Jesus is not an imaginary spookish maybe-ism for any who are bent on being churchy of sorts. No, he stood up to religion and fought off its scammish life-sucking direction. That alone should gain our favoritism toward him. He broke down the barriers of religious regulation and broke open common relationship with the living and active present-day Father.
While all of that is a wow in itself, one of my very favorite things about Jesus is to know how he knew. How did he know how the woman at the well felt? He, too and as she, was being rejected as he walked the streets of Jerusalem. How does he know what it's like to be you; challenged by opponents, betrayed by best friends, insulted by the religious egoists, criticized by too many? How does he know?

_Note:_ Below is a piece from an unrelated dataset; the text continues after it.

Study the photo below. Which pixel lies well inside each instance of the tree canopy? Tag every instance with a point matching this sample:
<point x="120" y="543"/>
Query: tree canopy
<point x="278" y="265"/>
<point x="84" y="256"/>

My favorite thing about Jesus is that he understands you and me because he waded into the very center of human hardship. Consider as you read the gospels how he was opposed in story after story. He learned about you and me by hurting in the very middle of where you and I hurt. The Cross has a message as he hung from it; I IDENTIFY. Get it? He didn't identify with the high and mighty. He understood broken humanity...as he was so very truly broken.
So it is with our crosses that we carry. They are important because from them, where we hurt, we IDENTIFY with any and all around us who hurt in like manner. Therefore, regardless of what annoying interference we are going through at any given moment, each is quite important for we are learning how others live in similar agony.
To live by avoiding pain is the worst of waste for it is our very suffering which serves as a classroom of learning how to help others...because we IDENTIFY. You see, for the most part, we are likely to spend our efforts trying to escape our frustrations, our agonies, our injuries. As a result, we live frustrated and in agony and full of pain because of one thing; we did not realize their value is for the direct intention of helping us to understand where others hurt and how we might help.
If we don't hurt, we are no help. Jesus hurt so that he could say to Father, I get it! I understand why they react the way they do because I had the very same thing happen to me; insult and rejection, pain and agony...even the way of death. I get it, Father. Show them mercy.
It is here, in what we believe are our negatives, that we find our value because we understand others in their negatives. Jesus helped us and we, via our crosses, help others. One of my favorite things about Jesus is that he understands the hills and valleys of our muddled terrain...and, with compassion, endured so that he could show us the way to meaning-full life!